L'attentisme n'est pas de mise : la population de Gaza ne peut se permettre d'attendre que ses souffrances s'aggravent et que ses ressources soient volées par la société californienne Chevron.
La diplomatie de M. Blinken a été marquée par un engagement sélectif, avec des ouvertures à l'égard de certaines nations musulmanes, contrastant avec un durcissement des sanctions à l'égard d'autres.

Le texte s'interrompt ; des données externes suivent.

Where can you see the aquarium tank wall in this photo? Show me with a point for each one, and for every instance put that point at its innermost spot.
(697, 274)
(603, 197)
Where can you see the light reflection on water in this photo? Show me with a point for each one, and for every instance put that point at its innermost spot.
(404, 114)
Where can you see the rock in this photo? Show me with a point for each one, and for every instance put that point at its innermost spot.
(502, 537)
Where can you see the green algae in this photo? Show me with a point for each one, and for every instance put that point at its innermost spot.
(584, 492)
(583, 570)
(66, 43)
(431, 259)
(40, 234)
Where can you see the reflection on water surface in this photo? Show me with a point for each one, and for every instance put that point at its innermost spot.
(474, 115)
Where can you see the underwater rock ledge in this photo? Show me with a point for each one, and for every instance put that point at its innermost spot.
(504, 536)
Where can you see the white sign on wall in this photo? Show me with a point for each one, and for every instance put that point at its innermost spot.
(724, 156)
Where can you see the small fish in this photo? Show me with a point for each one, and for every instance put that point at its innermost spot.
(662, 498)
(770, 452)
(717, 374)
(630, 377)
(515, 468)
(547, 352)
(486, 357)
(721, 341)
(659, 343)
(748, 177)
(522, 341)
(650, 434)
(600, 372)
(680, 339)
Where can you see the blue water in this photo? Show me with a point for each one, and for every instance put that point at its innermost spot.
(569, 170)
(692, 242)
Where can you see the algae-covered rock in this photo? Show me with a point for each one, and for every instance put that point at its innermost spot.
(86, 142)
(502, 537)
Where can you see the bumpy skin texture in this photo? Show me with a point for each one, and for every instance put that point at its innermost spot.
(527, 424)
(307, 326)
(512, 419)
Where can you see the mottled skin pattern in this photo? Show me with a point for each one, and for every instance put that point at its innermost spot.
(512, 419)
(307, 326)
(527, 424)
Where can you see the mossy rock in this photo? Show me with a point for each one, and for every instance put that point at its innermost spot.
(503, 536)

La tiédeur de la réponse de l'administration aux réfugiés de Syrie, d'Afghanistan et d'ailleurs révèle la priorité qu'elle accorde aux intérêts géopolitiques et corporatistes plutôt qu'aux intérêts humanitaires.
Pour réaliser de véritables progrès, MM. Blinken et Biden doivent agir de manière transparente, en donnant la priorité aux besoins des Palestiniens et au partage équitable des ressources.
Un tel changement de cap implique de mettre fin au blocus, de réaliser des investissements à long terme, de soutenir l'autodétermination palestinienne et la création d'un État, et de mettre fin à l'extractivisme qui nuit aux communautés autochtones et locales.
La paix et la stabilité exigent de rendre compte de la guerre génocidaire d'Israël et d'adopter une approche équilibrée de la coopération régionale en matière d'énergie, et non de militariser et d'exploiter les ressources en les faisant passer pour de l'aide.
Ce n'est qu'en donnant la priorité à la justice, à l'autodétermination, à la souveraineté environnementale et aux préoccupations humanitaires plutôt qu'aux profits d'entreprises comme Chevron que nous pourrons espérer briser le cycle de la souffrance à Gaza et dans la région.
Le monde voit à travers le vernis de la diplomatie américaine - il est temps pour les pays de la région MENA d'agir de manière décisive avant qu'il ne soit trop tard.
Nadia Ahmad est professeur de droit à Orlando, en Floride, et membre du Rutgers Center for Security, Race, and Rights. Elle est également candidate au doctorat en études environnementales à l'université de Yale. Elle est cofondatrice de Ceasefire 2024.